Sandstone and mudstone under waterfall in the Old Red Sandstone with tufa cascade

Sandstone on mudstone (right)of Old Red Sandstone at waterfall in the with tufa cascade to left.

It is now well-known in the tufa literature that degassing is enhanced over convex sections in the stream bed and hence tufa growth is concentrated around cascades and waterfalls. Here we see the beginnings of a cascade tufa.  Its growth is limited because of flood events that erode the stream bed and bring down trees. My measurements of water chemistry of streams in the dingle show that the dingle streams all become supersaturated for calcium carbonate within 100 metres of so of their source springs.  The groundwater that feeds the springs is rich in carbonate because there there are small amounts of calcium carbonate throughout the Old Red Sandstone aquifer.

The Bishops Frome Limestone is hard, like the sandstone layers, and forms an escarpment that you can see on the Lidar images. This is the main reason for extensive tufa development at this level in the main stream as seen at Shelsley Walsh (A). Southstone differs because the tufa it arises from a spring on the hillside. It grew upwards to form what is called a perched springline tufa in the classification of Pedley (1990).  Diagrams of its evolution are shown below.

Pentecost Southstone Rock

There are two physical reasons why the Southstone tufa grew so large.  One is that it was not as prone to erosion, even perched on a hillside, as the extremely dynamic environment on the floor of the dingle. In the dingle bed, after rain the streamflow is greatly augmented by surface water flowing from the catchment above the head of the dingles. This leads to big floods and erosion. A second reason is that the normal discharge of the spring that fed Southstone Rock must have been much higher in the past. A simple explanation is that the flow diminished because the spring became choked by calcium carbonate precipitates over a period of thousands of years. It is not quite the same, but the famous Roman aqueduct, the Pont du Gard, in southern France, likewise lost its carrying capacity for water because of precipitates in its channel.

Southstone and Shelsley are worthy of SSSI designation because they are the most extensive tufa deposits in the UK forming on a pre-Carboniferous substrate. This substrate is siliciclastic (made of particles of silicate minerals), not limestone as would be usual. The dynamic landscape beautifully illustrates the role that a convex bed, such as a waterfall has in controlling outgassing and tufa formation. In this setting, the late Holocene tufa decline can be understood as resulting from a choking of the Southstone spring by calcareous deposits.

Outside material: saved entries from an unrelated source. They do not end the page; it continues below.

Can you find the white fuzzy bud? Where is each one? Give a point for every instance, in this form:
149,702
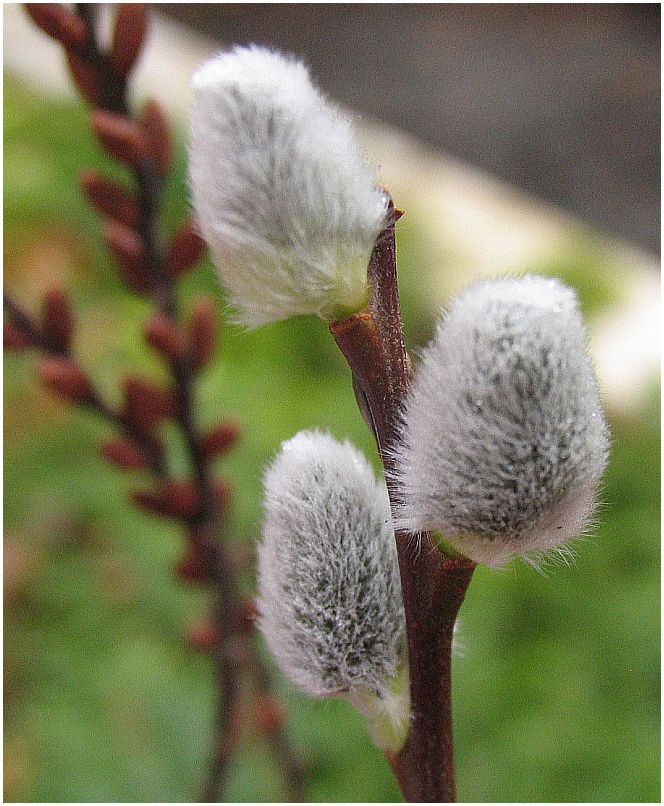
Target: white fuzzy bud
504,439
282,195
329,587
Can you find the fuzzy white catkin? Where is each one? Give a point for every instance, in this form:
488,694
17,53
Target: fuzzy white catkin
281,192
504,440
329,588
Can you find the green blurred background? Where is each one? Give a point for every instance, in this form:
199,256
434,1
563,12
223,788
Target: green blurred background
557,684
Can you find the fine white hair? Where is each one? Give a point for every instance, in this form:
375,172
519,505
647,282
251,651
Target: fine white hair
329,587
281,192
504,440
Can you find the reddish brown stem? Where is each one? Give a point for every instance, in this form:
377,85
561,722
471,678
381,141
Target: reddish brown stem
103,80
433,585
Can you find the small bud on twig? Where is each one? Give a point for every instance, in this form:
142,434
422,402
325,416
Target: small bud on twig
165,335
156,128
130,28
120,137
13,338
329,585
292,228
59,22
220,439
203,328
110,199
57,319
64,376
123,453
185,249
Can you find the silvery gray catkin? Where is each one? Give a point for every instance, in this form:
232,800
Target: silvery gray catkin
329,587
504,440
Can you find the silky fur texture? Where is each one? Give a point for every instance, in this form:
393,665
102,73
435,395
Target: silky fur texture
504,440
281,193
329,587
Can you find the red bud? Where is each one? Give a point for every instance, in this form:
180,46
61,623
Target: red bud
84,76
120,137
145,403
59,22
130,27
13,338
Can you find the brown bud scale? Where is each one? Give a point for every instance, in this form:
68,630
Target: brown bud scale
59,22
162,333
120,137
122,453
202,328
110,199
157,131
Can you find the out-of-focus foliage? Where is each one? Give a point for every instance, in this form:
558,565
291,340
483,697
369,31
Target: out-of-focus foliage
556,689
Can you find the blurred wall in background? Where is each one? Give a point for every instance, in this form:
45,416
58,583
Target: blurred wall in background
562,100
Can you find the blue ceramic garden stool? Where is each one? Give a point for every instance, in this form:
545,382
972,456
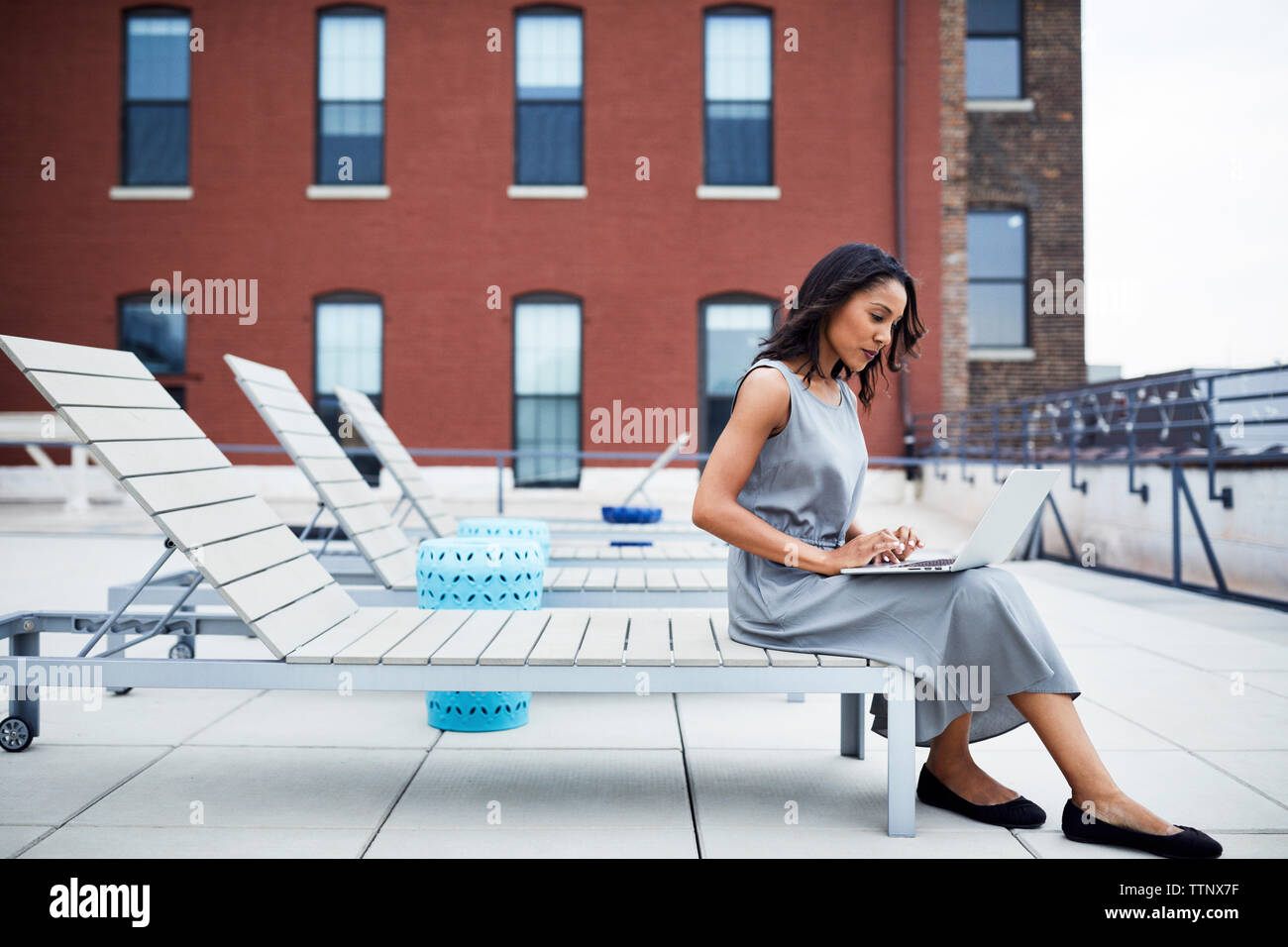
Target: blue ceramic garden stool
503,527
480,573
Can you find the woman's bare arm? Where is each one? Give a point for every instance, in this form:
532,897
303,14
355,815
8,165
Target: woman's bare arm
761,408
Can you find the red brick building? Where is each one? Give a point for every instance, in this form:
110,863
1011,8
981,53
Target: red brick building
497,219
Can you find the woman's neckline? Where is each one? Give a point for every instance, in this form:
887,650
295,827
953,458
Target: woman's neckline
802,381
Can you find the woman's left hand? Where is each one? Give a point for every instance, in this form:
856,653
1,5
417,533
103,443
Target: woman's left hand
911,544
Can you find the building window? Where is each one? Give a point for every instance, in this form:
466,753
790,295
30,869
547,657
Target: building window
160,339
997,262
155,110
732,331
348,346
738,99
548,123
351,118
546,389
993,50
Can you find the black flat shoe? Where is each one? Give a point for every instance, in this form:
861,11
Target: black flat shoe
1017,813
1188,843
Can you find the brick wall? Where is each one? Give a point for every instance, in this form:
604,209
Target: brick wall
1034,159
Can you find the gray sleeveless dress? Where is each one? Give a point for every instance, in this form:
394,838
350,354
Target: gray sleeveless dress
978,624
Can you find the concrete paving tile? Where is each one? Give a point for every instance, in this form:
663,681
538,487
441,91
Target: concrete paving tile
1193,709
761,789
14,838
325,718
250,787
1233,845
47,784
546,789
571,720
143,716
1172,784
798,841
1265,770
535,843
200,841
764,720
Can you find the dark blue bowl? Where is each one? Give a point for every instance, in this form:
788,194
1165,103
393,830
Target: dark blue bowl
631,514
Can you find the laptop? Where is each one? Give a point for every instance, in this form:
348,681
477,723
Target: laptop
996,534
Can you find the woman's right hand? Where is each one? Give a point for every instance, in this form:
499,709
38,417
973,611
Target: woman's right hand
861,551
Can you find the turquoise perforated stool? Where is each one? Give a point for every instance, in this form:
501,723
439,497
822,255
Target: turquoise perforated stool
480,573
500,527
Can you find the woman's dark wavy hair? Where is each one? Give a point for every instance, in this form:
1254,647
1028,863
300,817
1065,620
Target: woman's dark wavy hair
836,277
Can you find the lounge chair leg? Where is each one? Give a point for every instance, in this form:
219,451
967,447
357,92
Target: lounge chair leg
853,738
25,701
901,764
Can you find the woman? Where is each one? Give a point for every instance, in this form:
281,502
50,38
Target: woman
782,487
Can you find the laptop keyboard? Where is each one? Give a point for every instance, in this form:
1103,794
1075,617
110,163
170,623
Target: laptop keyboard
949,561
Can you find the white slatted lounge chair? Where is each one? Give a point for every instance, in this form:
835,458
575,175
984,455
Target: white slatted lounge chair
278,591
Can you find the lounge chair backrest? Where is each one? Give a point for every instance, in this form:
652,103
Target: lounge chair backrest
338,482
140,434
395,459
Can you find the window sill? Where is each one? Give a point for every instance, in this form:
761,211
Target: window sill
999,105
150,192
738,192
1003,354
546,191
347,192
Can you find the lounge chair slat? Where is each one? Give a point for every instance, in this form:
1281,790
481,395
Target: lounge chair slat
734,654
294,421
129,423
571,579
515,638
376,544
202,525
599,579
561,638
230,560
604,643
142,458
62,388
312,446
692,638
262,373
691,579
163,492
322,648
288,628
261,592
630,579
660,579
648,639
346,493
370,648
417,647
326,470
472,638
33,355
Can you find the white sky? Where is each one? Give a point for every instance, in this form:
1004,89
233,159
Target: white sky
1185,144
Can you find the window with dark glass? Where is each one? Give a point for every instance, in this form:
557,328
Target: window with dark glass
158,335
348,352
732,331
546,390
997,264
351,120
548,141
155,108
738,101
993,50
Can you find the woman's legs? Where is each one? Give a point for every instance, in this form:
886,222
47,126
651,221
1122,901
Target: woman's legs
1060,729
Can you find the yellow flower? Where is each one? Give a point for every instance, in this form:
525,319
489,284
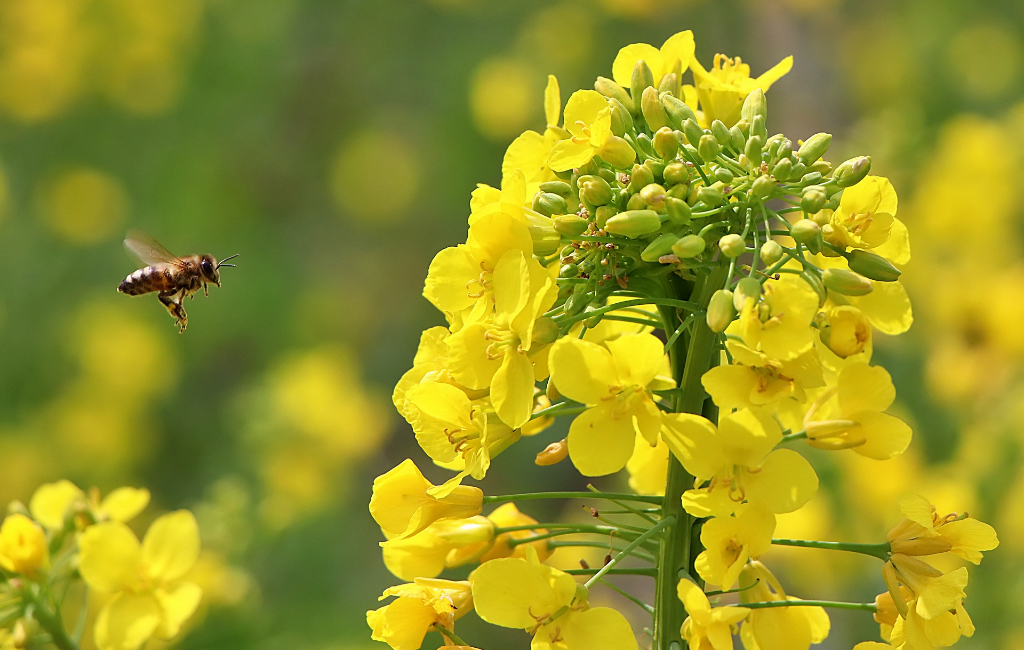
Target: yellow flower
777,627
588,119
730,542
737,460
23,546
150,597
675,54
615,381
404,621
849,416
403,503
723,89
52,503
521,593
754,379
708,627
780,326
496,352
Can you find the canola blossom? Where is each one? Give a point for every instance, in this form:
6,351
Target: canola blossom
697,298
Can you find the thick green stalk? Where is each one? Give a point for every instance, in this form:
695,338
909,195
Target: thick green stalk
690,356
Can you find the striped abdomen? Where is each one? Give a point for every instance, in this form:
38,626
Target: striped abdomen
157,277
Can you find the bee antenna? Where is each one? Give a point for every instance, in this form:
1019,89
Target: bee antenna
227,258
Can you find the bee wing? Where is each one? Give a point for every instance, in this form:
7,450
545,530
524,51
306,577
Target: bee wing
147,250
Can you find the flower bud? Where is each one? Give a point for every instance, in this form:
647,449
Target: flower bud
872,266
708,147
814,147
689,246
747,288
662,246
677,111
852,171
553,453
611,90
594,189
549,204
755,104
634,223
732,246
692,131
720,310
666,143
771,252
617,153
813,199
846,282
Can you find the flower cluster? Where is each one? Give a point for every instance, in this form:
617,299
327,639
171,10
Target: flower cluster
65,533
701,298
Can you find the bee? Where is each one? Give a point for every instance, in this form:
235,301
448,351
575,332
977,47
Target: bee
174,277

You can download a leaflet here about Southstone. It was written by Cheryl Jones of the Trust for the Abberley and Malvern Hills Geopark around 2005. It gives details of what can be seen as you walk around the rock and also refers to St. Andrews Church in Shelsley Walsh which is built of tufa. A thorough technical article on the nature, ecology and history of Southstone was published by Pentecost et al. in 2000 in the Transactions of the Woolhope Club and can be downloaded here. An interesting account of its reputation in 1851 by the famous local historian John Noake can be found here: The rambler in Worcestershire 1851 Southstone Rock.

Tufa block St. Andrews church Shelsley Walsh

Tufa block, St. Andrews church Shelsley Walsh. The tufa is laminated and there are many moulds of vegetation.

Click here for directions to the sites. Do wear stout footwear and bring a stick after a period rain or in winter as the approaches become slippery and there are some steep slopes.  Please do not attempt any climbing or damage the rock surfaces – it will be dangerous both for the rock and you!